My aim in this post is to suggest some challenges that this kind of approach has to face. Part of my interest in this is that I’m quite sympathetic to identifying stable, observed differences in behavior and then “working backwards” to characterizing the traits that explain these downstream differences. This exactly the approach that Maurits Kaptein and I are taking in our work on persuasion profiling: we observe how individuals respond to the use of different influence strategies and use this to (a) construct a “persuasion profile” for that individual and (b) characterize how much variation in the effects of these strategies there is in the population.
However, a critical step in this process is ruling out the alternative explanation that the observed differences are primarily due to differences in, e.g., mood, rather than stable individual differences. One way to do this is to observe the behavior in multiple sessions and multiple contexts. Another way to rule out this alternative explanation is if you observe a complex pattern of behavioral differences that previous work suggests could not be the result of temporary, unstable differences — or at least is more easily explained by previous theories about the relevant traits. That is, I’m enthusiastic about identifying stable, observed differences in behavior, but I don’t want to see researchers abandon the careful methods that have been used in the past to make the case for a new individual difference.
Watson, Strayer, and colleagues have apparently begun doing work that could be used to show the stability of the observed differences. The discussion section of their paper refers to some additional unpublished research in which they invited their “supertaskers” from this study and another study back into the lab and had them do some similar tasks measuring executive attention (but not driving) while in an fMRI machine. They report greater “coherence” in their performance in this second study and the previous study than control participants and better performance for “supertaskers” on dual-N-back tasks. But this is short of showing high test-retest reliability.

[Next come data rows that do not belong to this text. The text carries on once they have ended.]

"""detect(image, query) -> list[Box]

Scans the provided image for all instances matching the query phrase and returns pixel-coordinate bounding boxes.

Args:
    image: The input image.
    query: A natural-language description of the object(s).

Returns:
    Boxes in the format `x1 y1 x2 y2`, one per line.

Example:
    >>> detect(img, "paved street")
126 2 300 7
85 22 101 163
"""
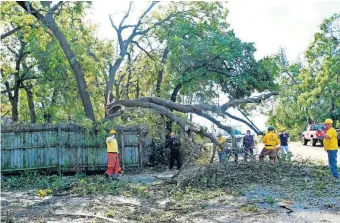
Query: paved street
258 142 340 166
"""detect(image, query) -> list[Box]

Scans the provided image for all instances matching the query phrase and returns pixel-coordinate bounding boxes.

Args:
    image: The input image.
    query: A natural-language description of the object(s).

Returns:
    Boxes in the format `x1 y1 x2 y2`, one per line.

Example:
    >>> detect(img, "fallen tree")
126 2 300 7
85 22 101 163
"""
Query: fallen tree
107 92 279 167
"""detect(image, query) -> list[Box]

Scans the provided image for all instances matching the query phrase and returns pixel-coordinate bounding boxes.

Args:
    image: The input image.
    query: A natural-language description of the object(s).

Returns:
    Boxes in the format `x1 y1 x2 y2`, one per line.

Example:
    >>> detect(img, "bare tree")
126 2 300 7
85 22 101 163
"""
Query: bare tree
17 1 96 122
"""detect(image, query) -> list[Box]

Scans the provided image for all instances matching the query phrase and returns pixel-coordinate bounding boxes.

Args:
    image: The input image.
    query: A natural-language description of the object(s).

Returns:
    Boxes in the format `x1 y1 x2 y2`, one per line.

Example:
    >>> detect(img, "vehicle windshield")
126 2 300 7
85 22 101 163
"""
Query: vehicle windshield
312 124 326 130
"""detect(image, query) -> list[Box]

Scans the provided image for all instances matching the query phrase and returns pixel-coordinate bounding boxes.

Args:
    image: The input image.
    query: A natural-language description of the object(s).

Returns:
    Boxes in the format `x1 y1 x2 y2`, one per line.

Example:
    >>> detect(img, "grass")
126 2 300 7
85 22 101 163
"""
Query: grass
1 172 149 198
240 204 259 213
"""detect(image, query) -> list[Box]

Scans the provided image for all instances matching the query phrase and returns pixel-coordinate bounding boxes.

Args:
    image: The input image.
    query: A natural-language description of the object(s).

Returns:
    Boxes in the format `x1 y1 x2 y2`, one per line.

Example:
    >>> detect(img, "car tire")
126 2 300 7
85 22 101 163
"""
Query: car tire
310 139 318 147
302 136 308 146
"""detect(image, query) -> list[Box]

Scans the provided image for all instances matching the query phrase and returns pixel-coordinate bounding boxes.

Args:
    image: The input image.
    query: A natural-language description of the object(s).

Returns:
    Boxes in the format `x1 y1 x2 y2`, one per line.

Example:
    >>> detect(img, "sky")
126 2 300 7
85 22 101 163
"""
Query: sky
88 0 340 132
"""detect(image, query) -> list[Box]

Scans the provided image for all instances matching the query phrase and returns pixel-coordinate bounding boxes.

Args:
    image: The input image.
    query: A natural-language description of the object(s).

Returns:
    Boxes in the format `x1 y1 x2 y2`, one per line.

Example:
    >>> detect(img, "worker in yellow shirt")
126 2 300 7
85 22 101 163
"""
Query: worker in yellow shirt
319 119 339 179
105 130 120 179
259 126 280 164
216 132 227 164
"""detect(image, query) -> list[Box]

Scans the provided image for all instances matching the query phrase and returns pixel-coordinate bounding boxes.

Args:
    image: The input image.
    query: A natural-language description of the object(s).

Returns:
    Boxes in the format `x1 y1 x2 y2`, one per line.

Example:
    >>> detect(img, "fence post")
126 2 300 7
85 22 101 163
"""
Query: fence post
57 125 62 175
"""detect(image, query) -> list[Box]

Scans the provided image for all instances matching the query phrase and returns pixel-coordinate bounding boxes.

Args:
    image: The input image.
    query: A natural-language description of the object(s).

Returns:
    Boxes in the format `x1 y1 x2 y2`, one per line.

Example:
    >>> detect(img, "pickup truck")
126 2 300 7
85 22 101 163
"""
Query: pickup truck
301 123 340 146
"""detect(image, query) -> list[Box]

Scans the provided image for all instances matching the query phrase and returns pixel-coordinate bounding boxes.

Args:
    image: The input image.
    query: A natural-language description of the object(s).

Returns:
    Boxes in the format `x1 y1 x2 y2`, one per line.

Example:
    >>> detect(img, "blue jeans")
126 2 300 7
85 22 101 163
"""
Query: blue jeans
327 150 339 178
218 150 225 164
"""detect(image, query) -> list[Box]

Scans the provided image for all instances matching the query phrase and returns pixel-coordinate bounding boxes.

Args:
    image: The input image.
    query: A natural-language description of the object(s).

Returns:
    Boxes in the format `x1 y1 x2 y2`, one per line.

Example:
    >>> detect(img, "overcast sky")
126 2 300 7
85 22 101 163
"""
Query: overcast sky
88 0 340 131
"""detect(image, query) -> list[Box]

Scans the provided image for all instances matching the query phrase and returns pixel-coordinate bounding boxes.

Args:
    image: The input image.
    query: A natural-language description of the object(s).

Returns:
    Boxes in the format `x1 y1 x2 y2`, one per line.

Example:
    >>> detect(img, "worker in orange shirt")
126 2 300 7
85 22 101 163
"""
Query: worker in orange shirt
105 130 120 179
319 119 339 179
259 126 280 164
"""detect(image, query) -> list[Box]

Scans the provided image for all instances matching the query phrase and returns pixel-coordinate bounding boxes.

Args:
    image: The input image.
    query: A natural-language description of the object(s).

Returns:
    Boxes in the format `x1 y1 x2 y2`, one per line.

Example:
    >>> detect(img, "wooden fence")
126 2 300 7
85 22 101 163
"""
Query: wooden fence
1 124 152 172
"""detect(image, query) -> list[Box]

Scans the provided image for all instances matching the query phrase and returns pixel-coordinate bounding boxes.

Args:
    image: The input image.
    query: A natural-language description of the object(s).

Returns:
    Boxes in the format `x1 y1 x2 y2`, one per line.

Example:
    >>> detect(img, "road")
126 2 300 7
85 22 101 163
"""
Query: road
258 142 340 166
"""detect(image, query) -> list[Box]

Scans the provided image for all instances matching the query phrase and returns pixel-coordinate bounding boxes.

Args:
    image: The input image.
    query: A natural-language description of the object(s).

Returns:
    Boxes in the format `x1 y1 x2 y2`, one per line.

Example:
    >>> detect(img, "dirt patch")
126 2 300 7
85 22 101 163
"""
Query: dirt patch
1 159 340 222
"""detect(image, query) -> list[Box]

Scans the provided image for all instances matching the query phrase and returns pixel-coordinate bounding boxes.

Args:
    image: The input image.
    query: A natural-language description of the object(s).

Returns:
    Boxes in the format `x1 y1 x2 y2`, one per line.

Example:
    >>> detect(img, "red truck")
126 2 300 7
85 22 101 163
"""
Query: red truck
301 123 340 146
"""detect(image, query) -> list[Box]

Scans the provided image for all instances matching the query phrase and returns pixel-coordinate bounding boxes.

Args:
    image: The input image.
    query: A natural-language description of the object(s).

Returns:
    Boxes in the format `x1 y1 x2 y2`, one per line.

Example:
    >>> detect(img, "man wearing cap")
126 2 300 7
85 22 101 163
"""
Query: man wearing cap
259 126 280 164
216 132 227 164
165 132 181 170
105 130 120 179
319 119 339 179
279 128 289 159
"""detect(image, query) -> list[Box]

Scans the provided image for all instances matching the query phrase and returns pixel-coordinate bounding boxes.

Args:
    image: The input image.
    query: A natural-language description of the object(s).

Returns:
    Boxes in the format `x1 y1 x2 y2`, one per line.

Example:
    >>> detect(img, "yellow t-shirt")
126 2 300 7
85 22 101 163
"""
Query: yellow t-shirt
216 137 227 152
323 128 338 150
106 137 118 153
262 132 280 149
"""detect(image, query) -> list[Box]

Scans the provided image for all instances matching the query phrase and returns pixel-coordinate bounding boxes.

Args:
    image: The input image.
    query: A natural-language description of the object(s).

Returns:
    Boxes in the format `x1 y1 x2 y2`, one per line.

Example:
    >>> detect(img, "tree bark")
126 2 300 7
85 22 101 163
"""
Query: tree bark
17 1 96 122
24 86 37 123
156 47 169 97
1 26 21 40
10 88 19 123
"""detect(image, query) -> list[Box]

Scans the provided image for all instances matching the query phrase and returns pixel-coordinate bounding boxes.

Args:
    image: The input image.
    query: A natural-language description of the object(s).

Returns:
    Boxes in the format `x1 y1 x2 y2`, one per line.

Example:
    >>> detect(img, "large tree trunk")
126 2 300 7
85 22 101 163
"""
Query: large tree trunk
24 86 37 123
166 83 182 133
17 1 96 122
10 89 19 123
156 47 169 97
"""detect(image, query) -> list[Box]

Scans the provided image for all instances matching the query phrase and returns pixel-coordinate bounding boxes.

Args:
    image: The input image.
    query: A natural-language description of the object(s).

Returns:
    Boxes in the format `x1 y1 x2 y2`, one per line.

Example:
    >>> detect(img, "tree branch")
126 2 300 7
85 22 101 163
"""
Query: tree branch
131 40 155 61
220 91 280 111
119 1 133 29
1 26 22 40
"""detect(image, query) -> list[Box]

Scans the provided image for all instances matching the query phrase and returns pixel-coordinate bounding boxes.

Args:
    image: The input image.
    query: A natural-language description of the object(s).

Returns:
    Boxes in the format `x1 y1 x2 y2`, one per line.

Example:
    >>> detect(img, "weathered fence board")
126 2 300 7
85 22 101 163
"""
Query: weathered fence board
1 124 152 172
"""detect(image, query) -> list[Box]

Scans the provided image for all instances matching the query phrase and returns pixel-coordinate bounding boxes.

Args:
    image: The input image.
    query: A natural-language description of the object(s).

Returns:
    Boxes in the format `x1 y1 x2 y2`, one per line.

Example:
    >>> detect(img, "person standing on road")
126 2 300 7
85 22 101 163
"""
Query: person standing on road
319 119 339 179
105 130 120 179
259 126 280 164
165 132 181 170
216 132 227 164
243 130 254 160
279 128 289 156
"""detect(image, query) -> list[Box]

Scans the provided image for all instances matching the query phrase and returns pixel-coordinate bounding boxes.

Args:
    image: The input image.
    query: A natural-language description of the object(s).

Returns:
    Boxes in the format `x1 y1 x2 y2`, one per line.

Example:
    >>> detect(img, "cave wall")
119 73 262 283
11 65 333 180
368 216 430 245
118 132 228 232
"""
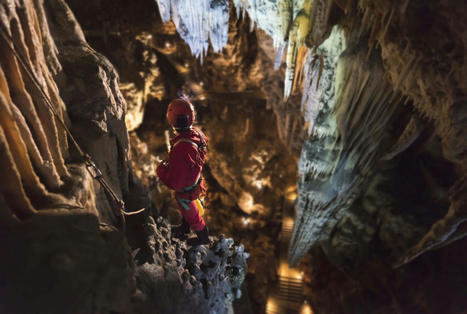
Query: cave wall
134 0 466 312
0 0 248 313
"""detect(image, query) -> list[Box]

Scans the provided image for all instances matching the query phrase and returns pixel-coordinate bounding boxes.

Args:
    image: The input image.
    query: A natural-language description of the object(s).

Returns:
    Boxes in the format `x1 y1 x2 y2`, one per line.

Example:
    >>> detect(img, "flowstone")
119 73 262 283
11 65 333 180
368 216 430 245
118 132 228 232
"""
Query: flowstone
132 217 249 314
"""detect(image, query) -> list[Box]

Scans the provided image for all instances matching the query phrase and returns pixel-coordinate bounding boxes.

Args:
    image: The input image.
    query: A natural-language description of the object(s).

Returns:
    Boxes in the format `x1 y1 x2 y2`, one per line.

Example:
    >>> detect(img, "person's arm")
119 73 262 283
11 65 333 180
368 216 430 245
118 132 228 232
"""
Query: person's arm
156 143 189 191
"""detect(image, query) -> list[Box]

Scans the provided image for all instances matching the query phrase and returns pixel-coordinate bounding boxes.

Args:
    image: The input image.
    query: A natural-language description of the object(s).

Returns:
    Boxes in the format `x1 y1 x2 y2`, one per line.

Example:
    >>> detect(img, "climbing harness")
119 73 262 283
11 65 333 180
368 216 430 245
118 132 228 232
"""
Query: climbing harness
0 24 146 231
173 129 207 216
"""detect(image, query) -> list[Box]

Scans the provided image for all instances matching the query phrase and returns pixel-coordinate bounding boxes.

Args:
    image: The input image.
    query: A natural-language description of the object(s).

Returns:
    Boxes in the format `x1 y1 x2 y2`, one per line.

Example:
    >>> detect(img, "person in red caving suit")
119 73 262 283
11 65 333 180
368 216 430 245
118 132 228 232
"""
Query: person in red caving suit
156 97 209 246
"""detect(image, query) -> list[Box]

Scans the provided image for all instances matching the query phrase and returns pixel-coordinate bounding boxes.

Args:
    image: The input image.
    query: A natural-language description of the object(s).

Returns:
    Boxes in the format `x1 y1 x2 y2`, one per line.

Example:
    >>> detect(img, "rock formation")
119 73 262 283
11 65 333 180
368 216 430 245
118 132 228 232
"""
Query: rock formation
0 0 467 313
0 0 248 313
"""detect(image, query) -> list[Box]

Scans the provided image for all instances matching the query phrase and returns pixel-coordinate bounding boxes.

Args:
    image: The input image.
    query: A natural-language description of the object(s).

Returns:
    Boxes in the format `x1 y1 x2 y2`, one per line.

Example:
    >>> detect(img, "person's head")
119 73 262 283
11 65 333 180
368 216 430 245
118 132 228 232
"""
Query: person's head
167 97 195 132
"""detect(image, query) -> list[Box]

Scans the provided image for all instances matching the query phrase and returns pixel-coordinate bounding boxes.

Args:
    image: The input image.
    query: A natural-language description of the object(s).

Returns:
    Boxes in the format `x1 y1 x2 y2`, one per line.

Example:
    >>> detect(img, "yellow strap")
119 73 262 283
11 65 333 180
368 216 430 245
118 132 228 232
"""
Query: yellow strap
196 198 204 216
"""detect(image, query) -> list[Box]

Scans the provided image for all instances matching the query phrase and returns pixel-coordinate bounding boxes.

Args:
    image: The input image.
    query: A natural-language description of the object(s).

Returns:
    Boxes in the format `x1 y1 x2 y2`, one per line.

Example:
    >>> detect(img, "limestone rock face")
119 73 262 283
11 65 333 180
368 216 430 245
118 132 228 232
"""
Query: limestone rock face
0 0 248 313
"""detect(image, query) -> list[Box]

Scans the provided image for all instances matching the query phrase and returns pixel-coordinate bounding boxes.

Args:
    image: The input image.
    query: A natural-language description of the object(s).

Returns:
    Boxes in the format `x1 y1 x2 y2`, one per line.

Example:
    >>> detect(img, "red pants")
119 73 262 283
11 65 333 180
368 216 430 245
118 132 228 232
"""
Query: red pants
176 198 206 231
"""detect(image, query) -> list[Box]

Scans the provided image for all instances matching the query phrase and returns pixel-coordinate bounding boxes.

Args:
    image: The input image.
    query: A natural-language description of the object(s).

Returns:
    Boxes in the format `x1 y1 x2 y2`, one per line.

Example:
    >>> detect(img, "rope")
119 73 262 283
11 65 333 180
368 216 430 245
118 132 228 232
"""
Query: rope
0 24 146 222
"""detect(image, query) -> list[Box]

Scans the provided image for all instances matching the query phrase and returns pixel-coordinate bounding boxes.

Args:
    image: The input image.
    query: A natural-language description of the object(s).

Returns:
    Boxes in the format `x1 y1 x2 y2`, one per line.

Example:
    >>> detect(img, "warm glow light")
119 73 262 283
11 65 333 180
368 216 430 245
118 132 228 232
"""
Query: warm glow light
300 301 313 314
266 297 278 313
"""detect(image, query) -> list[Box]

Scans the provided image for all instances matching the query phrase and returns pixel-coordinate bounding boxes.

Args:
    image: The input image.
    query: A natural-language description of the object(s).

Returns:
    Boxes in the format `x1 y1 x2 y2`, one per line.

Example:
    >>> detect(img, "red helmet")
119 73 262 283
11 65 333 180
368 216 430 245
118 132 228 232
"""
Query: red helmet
167 98 195 129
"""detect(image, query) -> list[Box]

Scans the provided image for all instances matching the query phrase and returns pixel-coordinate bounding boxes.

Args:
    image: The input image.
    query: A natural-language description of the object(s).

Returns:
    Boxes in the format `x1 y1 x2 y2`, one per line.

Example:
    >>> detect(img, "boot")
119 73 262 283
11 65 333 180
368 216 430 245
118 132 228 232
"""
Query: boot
186 226 210 246
172 218 190 239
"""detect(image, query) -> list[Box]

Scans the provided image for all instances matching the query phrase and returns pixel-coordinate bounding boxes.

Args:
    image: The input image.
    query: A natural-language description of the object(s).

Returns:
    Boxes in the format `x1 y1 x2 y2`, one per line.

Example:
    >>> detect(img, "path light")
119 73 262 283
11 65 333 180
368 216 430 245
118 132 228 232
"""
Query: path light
300 301 313 314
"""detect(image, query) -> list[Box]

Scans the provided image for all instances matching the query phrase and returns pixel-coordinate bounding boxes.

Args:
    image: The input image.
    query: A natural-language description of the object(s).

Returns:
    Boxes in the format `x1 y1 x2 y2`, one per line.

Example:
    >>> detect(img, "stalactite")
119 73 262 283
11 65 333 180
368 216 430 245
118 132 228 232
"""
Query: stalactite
0 35 57 180
0 121 36 220
0 73 47 200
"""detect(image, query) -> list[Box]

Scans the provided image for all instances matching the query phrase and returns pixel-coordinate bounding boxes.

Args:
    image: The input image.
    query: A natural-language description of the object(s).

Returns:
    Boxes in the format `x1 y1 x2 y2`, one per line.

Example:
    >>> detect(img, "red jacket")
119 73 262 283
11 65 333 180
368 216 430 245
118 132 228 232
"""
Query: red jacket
156 128 207 199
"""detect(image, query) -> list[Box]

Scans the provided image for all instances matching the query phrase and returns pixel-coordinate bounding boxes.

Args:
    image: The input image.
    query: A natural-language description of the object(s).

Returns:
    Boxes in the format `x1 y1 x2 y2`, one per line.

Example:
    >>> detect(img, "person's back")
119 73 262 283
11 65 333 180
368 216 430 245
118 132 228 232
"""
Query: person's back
156 99 209 245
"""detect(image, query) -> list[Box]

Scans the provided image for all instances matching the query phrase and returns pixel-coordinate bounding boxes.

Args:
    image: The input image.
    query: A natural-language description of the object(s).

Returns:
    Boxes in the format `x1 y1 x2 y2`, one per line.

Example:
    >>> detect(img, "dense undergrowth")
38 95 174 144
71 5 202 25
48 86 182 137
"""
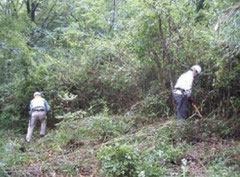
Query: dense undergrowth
0 111 240 177
0 0 240 177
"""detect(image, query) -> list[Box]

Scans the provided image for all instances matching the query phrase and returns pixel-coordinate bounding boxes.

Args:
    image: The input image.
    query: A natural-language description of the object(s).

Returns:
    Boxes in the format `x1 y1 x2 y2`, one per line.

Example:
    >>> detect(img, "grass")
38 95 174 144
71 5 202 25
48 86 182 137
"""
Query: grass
0 115 240 176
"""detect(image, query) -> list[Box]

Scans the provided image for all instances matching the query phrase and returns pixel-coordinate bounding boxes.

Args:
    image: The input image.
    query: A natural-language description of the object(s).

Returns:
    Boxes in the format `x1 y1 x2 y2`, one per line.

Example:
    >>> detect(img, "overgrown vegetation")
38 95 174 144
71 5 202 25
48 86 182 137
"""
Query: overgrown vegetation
0 0 240 177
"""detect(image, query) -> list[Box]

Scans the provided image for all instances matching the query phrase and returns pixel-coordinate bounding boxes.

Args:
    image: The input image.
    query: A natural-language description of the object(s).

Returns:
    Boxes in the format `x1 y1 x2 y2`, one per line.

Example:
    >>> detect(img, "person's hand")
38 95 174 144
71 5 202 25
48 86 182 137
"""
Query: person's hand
188 96 194 104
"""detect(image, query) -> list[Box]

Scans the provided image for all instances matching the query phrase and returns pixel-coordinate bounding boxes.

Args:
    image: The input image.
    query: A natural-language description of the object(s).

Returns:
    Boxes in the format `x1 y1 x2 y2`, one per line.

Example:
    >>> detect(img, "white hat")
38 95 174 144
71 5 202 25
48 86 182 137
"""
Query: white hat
191 65 202 74
33 92 41 97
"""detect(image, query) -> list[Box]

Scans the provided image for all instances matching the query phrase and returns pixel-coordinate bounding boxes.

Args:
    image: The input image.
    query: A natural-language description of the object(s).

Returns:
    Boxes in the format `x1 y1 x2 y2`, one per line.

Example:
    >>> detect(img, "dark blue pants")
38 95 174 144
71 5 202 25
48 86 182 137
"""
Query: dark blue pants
173 93 188 120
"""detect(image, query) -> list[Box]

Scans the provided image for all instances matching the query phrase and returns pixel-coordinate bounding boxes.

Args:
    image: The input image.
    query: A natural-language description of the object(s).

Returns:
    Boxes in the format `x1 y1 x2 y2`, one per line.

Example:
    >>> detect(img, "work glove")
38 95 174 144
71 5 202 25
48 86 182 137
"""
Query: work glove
188 96 194 104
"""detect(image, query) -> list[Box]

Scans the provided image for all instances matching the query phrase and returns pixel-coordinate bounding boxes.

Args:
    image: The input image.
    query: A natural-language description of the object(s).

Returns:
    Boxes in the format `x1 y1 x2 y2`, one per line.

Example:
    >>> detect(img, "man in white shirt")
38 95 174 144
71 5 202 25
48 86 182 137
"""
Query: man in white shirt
173 65 202 122
26 92 50 142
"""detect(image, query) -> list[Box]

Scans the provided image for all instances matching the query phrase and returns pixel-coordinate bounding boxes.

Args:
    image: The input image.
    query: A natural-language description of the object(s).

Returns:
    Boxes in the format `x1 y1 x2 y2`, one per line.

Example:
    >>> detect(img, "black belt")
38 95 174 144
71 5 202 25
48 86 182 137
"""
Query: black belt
32 109 45 112
175 87 185 94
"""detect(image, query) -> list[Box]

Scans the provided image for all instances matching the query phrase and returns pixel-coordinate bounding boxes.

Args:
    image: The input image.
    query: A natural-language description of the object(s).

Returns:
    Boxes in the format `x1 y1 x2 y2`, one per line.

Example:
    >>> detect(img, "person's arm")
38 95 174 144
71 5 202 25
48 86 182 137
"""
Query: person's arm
44 99 51 112
29 101 32 116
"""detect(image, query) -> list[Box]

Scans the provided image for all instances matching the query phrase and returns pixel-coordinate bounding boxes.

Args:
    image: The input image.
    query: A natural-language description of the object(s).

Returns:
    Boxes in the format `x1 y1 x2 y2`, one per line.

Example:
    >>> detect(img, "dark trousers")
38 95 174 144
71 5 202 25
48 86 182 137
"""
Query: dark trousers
173 93 188 120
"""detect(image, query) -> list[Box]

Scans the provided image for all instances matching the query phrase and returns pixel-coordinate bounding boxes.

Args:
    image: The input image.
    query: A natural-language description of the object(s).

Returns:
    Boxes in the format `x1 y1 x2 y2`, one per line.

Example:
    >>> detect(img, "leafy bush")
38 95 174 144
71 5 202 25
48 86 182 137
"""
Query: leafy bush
98 144 139 177
140 93 170 118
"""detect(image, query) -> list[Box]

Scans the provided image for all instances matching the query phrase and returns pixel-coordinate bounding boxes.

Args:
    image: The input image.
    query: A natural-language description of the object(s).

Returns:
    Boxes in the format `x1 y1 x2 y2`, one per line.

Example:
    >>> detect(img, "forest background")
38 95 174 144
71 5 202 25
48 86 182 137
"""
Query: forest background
0 0 240 176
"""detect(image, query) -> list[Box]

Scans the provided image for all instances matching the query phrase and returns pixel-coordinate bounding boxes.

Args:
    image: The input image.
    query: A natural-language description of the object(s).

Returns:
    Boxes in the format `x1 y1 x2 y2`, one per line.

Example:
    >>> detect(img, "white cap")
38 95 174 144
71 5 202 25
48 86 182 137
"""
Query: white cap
33 92 41 96
191 65 202 74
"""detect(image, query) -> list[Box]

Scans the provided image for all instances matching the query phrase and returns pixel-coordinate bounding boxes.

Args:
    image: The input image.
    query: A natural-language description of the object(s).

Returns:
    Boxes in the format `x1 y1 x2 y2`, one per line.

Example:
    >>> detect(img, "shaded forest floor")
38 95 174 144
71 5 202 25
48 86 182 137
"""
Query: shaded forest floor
0 116 240 177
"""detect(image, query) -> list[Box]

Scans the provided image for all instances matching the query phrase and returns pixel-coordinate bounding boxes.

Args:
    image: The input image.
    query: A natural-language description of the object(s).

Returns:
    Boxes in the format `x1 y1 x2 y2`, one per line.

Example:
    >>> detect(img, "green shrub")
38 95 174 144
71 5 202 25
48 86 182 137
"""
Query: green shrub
97 144 139 177
140 93 170 118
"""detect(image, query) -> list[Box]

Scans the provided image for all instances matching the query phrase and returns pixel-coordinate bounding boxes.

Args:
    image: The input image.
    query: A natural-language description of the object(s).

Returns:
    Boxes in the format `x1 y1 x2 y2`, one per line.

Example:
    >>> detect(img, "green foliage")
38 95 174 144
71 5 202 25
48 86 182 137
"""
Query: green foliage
98 144 139 177
140 92 169 118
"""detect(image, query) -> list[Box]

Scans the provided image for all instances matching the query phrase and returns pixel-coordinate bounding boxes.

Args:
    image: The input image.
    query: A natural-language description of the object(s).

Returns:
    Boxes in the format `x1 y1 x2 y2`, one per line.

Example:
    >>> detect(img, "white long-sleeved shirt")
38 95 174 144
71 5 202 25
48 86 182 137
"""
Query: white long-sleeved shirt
174 70 194 97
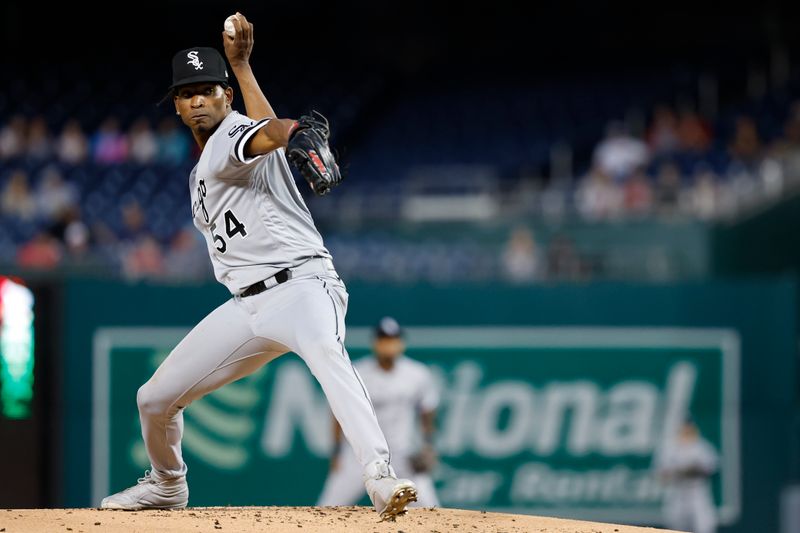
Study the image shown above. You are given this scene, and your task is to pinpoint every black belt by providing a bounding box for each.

Since little is said about this work, I hesitate to conclude anything from it or criticize it. I’ve contacted the authors with the hope of learning more. My current sense is that Watson and Strayer’s entire case for “supertaskers” hinges on research of this kind.
References
Watson, J. M., & Strayer, D. L. (2010). Supertaskers: Profiles in Extraordinary Multi-tasking Ability. Psychonomic Bulletin and Review. Forthcoming. Retrieved from http://www.psych.utah.edu/lab/appliedcognition/publications/supertaskers.pdf
Clearly explained… so even those of us only moderately educated in researching techniques could clearly understand what your objections and/or queries mean with regards to the conclusions published in this study and why your suggestions for additional research are important.
The results from so many studies are published/announced in mainstream media with the firm suggestion that their findings are absolute with, of course, no discussion of the study’s methods. The public is often confused by those reports and/or erroneously come away the impression that the conclusions are facts. Your clear discussion of this study’s conclusion was helpful to me. You could do this more often.
Glad you found it clear & helpful.
I enjoyed this depiction of the science news cycle.